You can retrieve the most common byte by calling the most_common
function
like in the following snippet:
for value, frequency in c.most_common(10):
print("0x{:02x}: {}".format(value, frequency))
0x00: 12309
0x01: 215
0x30: 149
0x65: 134
0x74: 130
0x20: 127
0x69: 108
0x03: 100
0x72: 97
0x06: 94
It’s interesting to see that the 0x00
byte is the most frequent value. I am
not knowledgeable on the topic of executable file formats, but I suspect it’s
due to the padding of the file’s segments.
Getting to the probability distribution
We not only want to calculate the absolute distribution, meaning, how many
times a certain byte value occurs. We’re also interested in calculating the
probability distribution for all occurring bytes. With the probability
distribution we know what the likelihood is that the next byte we read from
/bin/echo
has a certain value.
The function probability_distribution
that I define here can calculate this
probability distribution for us. I went ahead and created a helper method. This
helper method uses a Counter
object and the file length to adjust every byte
value count by the number of bytes in the file. Inside of the helper method
there is a generator function that loops over a Counter
instance and runs the
calculation.
We need to wrap the generator inside of a dict, so that the Counter
doesn’t
count the frequency of value-frequency tuples. These tuples are all unique.

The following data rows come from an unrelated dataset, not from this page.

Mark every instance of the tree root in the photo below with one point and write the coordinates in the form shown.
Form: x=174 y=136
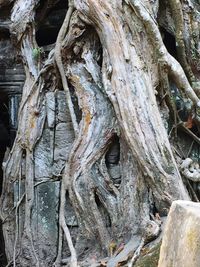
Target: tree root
x=58 y=58
x=137 y=253
x=177 y=15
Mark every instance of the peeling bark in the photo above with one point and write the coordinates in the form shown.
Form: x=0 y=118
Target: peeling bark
x=104 y=148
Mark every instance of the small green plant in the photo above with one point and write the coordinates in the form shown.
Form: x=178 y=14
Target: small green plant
x=36 y=53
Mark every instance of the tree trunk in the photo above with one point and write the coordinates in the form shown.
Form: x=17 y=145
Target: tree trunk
x=94 y=130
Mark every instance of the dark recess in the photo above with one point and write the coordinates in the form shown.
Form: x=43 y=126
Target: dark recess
x=50 y=23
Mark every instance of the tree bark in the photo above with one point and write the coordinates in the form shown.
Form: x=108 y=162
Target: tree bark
x=112 y=66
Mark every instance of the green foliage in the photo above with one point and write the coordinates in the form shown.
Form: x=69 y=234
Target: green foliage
x=36 y=53
x=150 y=258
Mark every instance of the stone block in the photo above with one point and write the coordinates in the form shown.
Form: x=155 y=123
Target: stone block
x=181 y=241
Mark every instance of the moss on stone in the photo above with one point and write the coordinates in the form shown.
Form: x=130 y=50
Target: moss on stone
x=149 y=258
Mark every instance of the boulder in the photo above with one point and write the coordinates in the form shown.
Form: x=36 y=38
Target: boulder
x=181 y=241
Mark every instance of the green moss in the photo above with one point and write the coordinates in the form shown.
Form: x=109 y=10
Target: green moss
x=149 y=258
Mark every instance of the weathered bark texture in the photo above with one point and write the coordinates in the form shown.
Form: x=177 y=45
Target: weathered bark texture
x=96 y=161
x=182 y=221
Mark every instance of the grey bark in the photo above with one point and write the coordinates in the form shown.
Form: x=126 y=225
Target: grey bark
x=99 y=148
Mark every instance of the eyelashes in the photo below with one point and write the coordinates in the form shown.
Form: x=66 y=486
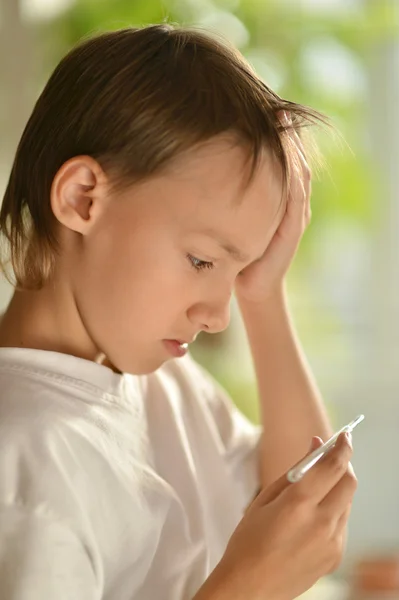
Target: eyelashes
x=199 y=265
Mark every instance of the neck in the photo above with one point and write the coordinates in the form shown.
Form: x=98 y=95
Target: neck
x=46 y=319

Instead it should apply a dict to itself and let us use all the extra features
that the Counter
class offers.
def probability_distribution(content):
def _helper():
absolute_distribution = Counter(content)
length = len(content)
for value, frequency in absolute_distribution.items():
yield int(value), float(frequency) / length
return Counter(dict(_helper()))
c = probability_distribution(contents)
Now, if we want to see the most common elements, we can do the same as before:
print("Probability Distribution")
for value, frequency in c.most_common(10):
print("0x{:02x}: {:.04f}".format(value, frequency))
Probability Distribution
0x00: 0.6826
0x01: 0.0119
0x30: 0.0083
0x65: 0.0074
0x74: 0.0072
0x20: 0.0070
0x69: 0.0060
0x03: 0.0055
0x72: 0.0054
0x06: 0.0052
The advantage with this way of displaying a value distribution is that we can compare it to other files more directly. The absolute distribution can change depending on the file length, but the relative distribution of certain values might not. This applies to padding bytes as well.

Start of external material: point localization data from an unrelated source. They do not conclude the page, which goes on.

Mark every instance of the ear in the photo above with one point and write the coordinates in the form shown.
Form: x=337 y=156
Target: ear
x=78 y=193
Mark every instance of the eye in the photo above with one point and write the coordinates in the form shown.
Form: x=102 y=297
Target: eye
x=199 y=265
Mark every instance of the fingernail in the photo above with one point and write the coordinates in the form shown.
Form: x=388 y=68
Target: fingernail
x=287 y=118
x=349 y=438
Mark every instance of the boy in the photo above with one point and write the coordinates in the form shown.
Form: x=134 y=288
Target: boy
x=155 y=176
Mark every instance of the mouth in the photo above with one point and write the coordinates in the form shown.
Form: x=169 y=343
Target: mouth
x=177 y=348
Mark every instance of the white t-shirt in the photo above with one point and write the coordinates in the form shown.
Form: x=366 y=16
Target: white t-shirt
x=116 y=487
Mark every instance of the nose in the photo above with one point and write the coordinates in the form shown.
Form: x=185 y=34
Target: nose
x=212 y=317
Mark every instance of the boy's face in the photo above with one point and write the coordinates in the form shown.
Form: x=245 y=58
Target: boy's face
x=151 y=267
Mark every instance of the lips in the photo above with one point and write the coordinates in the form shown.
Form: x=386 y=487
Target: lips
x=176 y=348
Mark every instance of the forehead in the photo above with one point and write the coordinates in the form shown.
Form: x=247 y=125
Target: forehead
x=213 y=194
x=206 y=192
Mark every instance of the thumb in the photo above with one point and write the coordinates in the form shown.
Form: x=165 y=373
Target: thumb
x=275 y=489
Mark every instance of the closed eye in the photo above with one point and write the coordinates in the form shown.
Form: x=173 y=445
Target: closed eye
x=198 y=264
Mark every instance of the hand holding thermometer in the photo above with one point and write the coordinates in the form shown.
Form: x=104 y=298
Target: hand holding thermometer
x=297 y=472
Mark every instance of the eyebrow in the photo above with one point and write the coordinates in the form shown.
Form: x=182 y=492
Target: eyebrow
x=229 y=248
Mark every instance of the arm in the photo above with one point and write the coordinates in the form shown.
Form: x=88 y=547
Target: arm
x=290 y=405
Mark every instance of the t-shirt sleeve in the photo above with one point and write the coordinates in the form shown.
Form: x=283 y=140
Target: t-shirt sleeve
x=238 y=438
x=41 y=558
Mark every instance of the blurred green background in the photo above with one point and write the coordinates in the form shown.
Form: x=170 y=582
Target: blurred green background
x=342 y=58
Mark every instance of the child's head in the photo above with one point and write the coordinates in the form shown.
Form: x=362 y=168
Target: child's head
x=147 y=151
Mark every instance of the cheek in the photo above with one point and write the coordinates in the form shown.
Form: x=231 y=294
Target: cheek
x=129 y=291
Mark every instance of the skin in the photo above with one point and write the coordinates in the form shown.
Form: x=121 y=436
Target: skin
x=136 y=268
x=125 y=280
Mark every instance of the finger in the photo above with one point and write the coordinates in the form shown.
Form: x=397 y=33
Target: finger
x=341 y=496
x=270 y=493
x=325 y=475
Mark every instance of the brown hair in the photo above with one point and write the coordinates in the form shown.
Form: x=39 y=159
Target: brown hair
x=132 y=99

For example, if we run our script on /bin/pwd
instead, we see the following
probability distribution:
Probability Distribution
0x00: 0.6911
0x01: 0.0120
0x30: 0.0081
0x74: 0.0078
0x65: 0.0074
0x20: 0.0072
0x5f: 0.0060
0x69: 0.0058
0x70: 0.0054
0x03: 0.0053
We can see that the first 6 byte values appear in /bin/echo
as well, in a
slightly different ranking.
For the great finale, we visualize the distribution in the terminal.
max_prob = c.most_common(1)[0][1]
for value, frequency in c.most_common():
print("0x{:02x}: {}".format(value, "█" * int(frequency * 80/max_prob)))
0x00: ████████████████████████████████████████████████████████████████████████████████
0x01: █
0x30:
0x74:
0x65:
0x20:
0x5f:
...
That’s not too interesting. If we ignore the 0 byte, things look a lot more interesting.
c = probability_distribution(list(filter(bool, contents)))
max_prob = c.most_common(1)[0][1]
for value, frequency in c.most_common():
print("0x{:02x}: {}".format(value, "█" * int(frequency * 80/max_prob)))
0x01: ████████████████████████████████████████████████████████████████████████████████
0x30: █████████████████████████████████████████████████████
0x74: ███████████████████████████████████████████████████
0x65: █████████████████████████████████████████████████
0x20: ███████████████████████████████████████████████
0x5f: ███████████████████████████████████████
0x69: ██████████████████████████████████████
0x70: ███████████████████████████████████
0x03: ███████████████████████████████████
0x06: ███████████████████████████████████
0x72: ████████████████████████████████
0xff: █████████████████████████████
0x04: ████████████████████████████
0x63: ████████████████████████████
0x02: ██████████████████████████
0x61: ██████████████████████████
0x6e: █████████████████████████
0x6f: ████████████████████████
0x31: ██████████████████████
...
That looks interesting. Note that in both cases we’ve scaled the values, and show the value with the highest probability using 80 bar characters.